[Legends of the Middle Ages by H.A. Guerber]@TWC D-Link bookLegends of the Middle Ages CHAPTER VII 20/21
The hero of Bern distinguished himself, as usual, in this fray, until, hearing that Nudung, the two Hun princes, and his young brother, Diether, had all been slain, he became almost insane with grief. In his fury he wildly pursued Wittich, his former servant and Diether's murderer, and would have slain him had the latter not saved himself by plunging into the sea.
Here his ancestress, the swan maiden Wachilde, took charge of him, and conveyed him to a place of safety.
Then, although victorious, Dietrich discovered that he had no longer enough men left to maintain himself in his reconquered kingdom, and mournfully returned to Susat with the bodies of the slain. [Sidenote: Marriage of Dietrich and Herrat.] It was during his second sojourn at the court of the Huns that Dietrich married Herrat (Herand), Princess of Transylvania, a relative of Helche.

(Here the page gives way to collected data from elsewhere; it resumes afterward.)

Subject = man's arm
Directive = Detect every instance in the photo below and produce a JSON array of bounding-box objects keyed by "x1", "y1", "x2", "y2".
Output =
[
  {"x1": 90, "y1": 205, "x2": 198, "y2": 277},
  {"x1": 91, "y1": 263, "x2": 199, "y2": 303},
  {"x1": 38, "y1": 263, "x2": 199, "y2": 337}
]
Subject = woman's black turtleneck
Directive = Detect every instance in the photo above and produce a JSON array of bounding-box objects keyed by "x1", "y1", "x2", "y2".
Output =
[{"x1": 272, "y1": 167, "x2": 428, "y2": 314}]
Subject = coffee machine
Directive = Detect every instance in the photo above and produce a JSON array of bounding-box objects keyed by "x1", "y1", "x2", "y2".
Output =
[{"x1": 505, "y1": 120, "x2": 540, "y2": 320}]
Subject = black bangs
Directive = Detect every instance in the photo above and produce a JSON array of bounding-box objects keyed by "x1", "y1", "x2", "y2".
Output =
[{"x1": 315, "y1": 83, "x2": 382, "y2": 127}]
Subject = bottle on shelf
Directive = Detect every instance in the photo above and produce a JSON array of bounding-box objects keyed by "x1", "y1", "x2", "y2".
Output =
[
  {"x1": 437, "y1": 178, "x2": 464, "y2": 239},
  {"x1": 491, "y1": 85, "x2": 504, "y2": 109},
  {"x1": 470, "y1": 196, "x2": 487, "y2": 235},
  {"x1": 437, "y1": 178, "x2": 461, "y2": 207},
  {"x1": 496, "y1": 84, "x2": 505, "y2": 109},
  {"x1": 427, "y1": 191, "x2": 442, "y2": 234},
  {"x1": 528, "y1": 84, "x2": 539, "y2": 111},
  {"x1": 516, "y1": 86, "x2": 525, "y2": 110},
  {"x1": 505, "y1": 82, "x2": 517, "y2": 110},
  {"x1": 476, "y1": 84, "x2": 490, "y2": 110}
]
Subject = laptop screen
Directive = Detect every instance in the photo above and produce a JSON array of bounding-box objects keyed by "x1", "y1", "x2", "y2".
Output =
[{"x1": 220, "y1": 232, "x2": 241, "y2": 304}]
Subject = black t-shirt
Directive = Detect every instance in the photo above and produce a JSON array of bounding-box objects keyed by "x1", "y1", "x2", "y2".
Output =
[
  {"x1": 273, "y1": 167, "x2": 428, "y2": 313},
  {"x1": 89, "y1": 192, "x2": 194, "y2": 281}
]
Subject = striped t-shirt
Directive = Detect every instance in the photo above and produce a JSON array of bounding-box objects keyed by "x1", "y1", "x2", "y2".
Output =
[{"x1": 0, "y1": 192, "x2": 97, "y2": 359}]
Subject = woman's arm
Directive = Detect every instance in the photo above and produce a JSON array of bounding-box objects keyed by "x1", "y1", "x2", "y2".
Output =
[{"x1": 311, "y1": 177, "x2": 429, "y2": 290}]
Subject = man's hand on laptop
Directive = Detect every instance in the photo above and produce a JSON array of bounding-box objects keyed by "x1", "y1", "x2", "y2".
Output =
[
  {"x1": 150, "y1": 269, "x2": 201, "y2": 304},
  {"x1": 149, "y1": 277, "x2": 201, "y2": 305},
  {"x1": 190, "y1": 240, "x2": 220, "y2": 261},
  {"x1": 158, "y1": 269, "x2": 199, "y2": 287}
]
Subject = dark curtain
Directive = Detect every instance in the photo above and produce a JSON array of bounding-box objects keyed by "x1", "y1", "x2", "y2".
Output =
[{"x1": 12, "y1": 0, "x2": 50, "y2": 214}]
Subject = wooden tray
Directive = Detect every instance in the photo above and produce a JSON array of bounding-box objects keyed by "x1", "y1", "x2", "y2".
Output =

The latter died soon after their union.
Three years later Etzel married Kriemhild, Siegfried's widow; and now occurred the fall of the brave Nibelung knights, recorded in the "Nibelungenlied." Dietrich, as we have seen, took an active part in the closing act of this tragedy, and joined in the final lament over the bodies of the slain. Ten years after the terrible battle of Raben, Dietrich again resolved to make an attempt to recover his kingdom, and set out with only a very few followers.